Aux États-Unis, l'image des professions manuelles est en pleine transformation. Nizier Lawrence, un jeune New-Yorkais, déclare : "Avant le Covid, je n'avais jamais pensé à l'école professionnelle. On m'a toujours dit d'aller à l'université." Après trois ans en faculté et une pause nécessaire, il s'est dirigé vers l'Apex, un institut de formation technique dédié à l'électricité. "En trois semaines, j'ai acquis plus de compétences qu'en trois ans d'université," précise-t-il.
en pleine IA mania, les électriciens ont la côte
Dans sa classe, peu de ses camarades évoquent les risques de l'IA sur leurs métiers. Ce qui les préoccupe surtout, c'est la sécurité de l'emploi, malgré un taux de chômage historiquement bas aux États-Unis, se chiffrant à 4,3%. Selon un rapport du cabinet ADP, seulement 22% des 27-39 ans utilisant quotidiennement l'IA pensent que leur emploi est à l'abri. Anthony Byrd, collègue de Nizier, ajoute : "L'électricité est omniprésente. Sans électriciens, tout s'effondre." Paradoxalement, la montée de l'IA a déclenché une construction effrénée de centres de données, nécessitant de nombreux professionnels, notamment des électriciens. Le ministère américain du Travail prévoit une augmentation de 9% des postes d'électriciens d'ici 2034.

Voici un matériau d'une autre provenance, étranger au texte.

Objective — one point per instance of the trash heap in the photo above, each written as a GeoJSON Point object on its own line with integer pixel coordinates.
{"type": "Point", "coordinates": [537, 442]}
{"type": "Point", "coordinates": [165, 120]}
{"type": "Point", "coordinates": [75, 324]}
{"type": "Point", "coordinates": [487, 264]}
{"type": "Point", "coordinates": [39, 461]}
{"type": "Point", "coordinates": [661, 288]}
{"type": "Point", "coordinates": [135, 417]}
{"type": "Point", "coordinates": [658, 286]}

Zelda Cuesta, coordinatrice à l'Apex, note un rajeunissement dans les effectifs : "Avant, l'académie de New York regardait les écoles professionnelles avec mépris. Mais maintenant, je suis accueillie comme une rock star dans les lycées."

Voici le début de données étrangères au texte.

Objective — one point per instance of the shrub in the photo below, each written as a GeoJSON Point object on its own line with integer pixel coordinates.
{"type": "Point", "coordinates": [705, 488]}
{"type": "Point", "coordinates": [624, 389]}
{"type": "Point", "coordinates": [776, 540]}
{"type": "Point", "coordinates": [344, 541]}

les immeubles auront toujours des canalisations
Malgré le coût de la formation, environ 18 000 dollars, cela reste bien moins cher que l'université, où les frais sont supérieurs à 38 000 dollars par an. L'Apex forme des électriciens en sept mois seulement, alors qu'une formation universitaire dure quatre ans. Le salaire moyen d'un électricien a crû de 55% entre 2015 et 2025.

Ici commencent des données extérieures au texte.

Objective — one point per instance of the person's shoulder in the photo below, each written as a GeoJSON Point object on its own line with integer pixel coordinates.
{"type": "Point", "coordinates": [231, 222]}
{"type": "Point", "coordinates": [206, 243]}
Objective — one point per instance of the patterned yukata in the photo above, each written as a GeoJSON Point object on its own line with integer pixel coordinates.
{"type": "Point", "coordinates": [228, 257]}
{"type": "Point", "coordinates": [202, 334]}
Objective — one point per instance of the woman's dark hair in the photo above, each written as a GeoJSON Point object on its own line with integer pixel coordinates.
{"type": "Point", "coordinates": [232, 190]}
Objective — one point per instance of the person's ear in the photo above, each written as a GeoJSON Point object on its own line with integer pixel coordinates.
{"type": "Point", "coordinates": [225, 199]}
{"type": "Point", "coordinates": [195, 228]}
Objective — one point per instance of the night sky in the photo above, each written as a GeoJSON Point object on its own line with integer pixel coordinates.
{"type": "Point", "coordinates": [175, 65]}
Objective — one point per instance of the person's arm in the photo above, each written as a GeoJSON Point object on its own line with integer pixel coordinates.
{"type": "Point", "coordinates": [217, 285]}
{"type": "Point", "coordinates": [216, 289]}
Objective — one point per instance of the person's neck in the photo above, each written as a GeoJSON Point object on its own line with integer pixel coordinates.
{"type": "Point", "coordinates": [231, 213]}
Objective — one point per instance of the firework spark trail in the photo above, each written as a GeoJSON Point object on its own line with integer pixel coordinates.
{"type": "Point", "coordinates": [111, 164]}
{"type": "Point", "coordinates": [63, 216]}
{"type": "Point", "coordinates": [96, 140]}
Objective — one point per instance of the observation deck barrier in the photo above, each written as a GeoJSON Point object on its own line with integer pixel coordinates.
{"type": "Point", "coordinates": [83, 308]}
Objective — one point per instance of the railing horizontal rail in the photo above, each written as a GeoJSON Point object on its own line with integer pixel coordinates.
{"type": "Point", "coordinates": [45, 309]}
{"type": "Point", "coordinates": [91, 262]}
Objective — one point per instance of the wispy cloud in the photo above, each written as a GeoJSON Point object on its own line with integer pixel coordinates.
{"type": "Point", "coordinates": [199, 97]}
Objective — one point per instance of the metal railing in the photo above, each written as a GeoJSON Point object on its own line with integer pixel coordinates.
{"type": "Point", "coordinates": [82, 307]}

"L'IA ne pourra jamais remplacer nos métiers," assure Zelda Cuesta. "Les infrastructures exigent encore une présence humaine, et les élèves commencent à le réaliser." L'Apex forme également des plombiers, techniciens en réfrigération, soudeurs, et cuisiniers. Amy Quazza, conseillère en culinaire à l'Apex, remarque : "Quand la société paraît fragile, les gens reviennent aux traditions.”
besoin de lien
Au-delà de l'IA, Zelda Cuesta relie cette popularité imminente des métiers manuels à l'impact de la pandémie, qui a laissé de nombreux jeunes désireux de travailler avec leurs mains. Jaydon Negron, élève, se remémore : "Le Covid a été tellement déprimant. En cherchant ma voie, je souhaitais utiliser mes mains, pas être enfermé dans un bureau."
Selon Nizier, son futur métier lui permettra de rencontrer beaucoup de gens. Amy Quazza y voit une opportunité d'interaction humaine, après des mois d'isolement, notamment dans le secteur culinaire. "C'est une véritable aventure humaine, et cela séduit de plus en plus de jeunes", conclut-elle.